What can museums do to communicate the reality of climate change?
Museums Association
A recent Intergovernmental Panel on Climate Change (IPCC) report is the most significant warning about climate change for 20 years. The world is way off keeping global warming to 1.5C above pre-industrial times, the report says, thereby jeopardising the planet’s liveabilty

Bridget McKenzie, founder of the Climate Museum UK project

“Face reality as a team: this is a climate emergency. The latest IPCC report is frightening, but it still omits the impacts of feedback loops. Notice your reactions. Support each other to sit with emotions. Flip the model of ‘communicating’ climate to become a space for conversation around it. Invite the voices of people experiencing worse floods, droughts, fires, storms, conflicts or earthquakes. Think systemically: shift the emphasis from consumers to producers, as cause and solution. How can you defuse the power of fossil fuel industries? And contact Climate Museum UK to talk about collaborating.”

Claire Buckley, director of environmental sustainability, Julie’s Bicycle

“With community and stewardship at their heart, and strong ties to the scientific community, museums are well placed to communicate on climate change. It is an overwhelming and complex issue. Ground communication in facts, using straightforward language. Translate the global to the local. Make climate change relevant to what matters to people – clean air, green spaces. Don’t overwhelm with doom and gloom, as this makes people feel powerless. Be positive. Provide people with opportunities to express their ideas and concerns. Be part of the conversation and take positive action.”

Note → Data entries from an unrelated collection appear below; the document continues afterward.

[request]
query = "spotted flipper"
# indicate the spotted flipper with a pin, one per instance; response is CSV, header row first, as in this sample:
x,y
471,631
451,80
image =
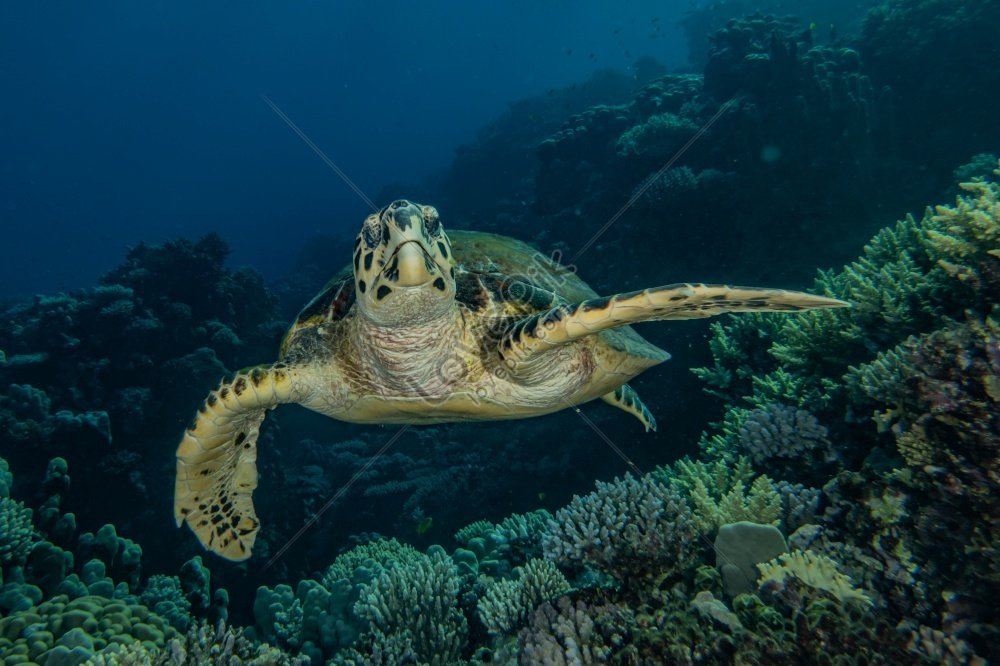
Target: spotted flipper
x,y
563,324
217,459
624,397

Robert Janes, founder and co-chair, Coalition of Museums for Climate Justice

“Tell visitors how climate change and disruption came to be. We are living a massive lie about the impending catastrophe of climate change, and museums of all kinds must start the conversation. Museums are the only organisations with the singular combination of historical consciousness, public accessibility and unprecedented public trust. These precious qualities must now be used to address climate change. Begin by asking some big questions, such as why does your museum exist, what changes are you trying to effect, what solutions will you generate and what are your non-negotiable values?”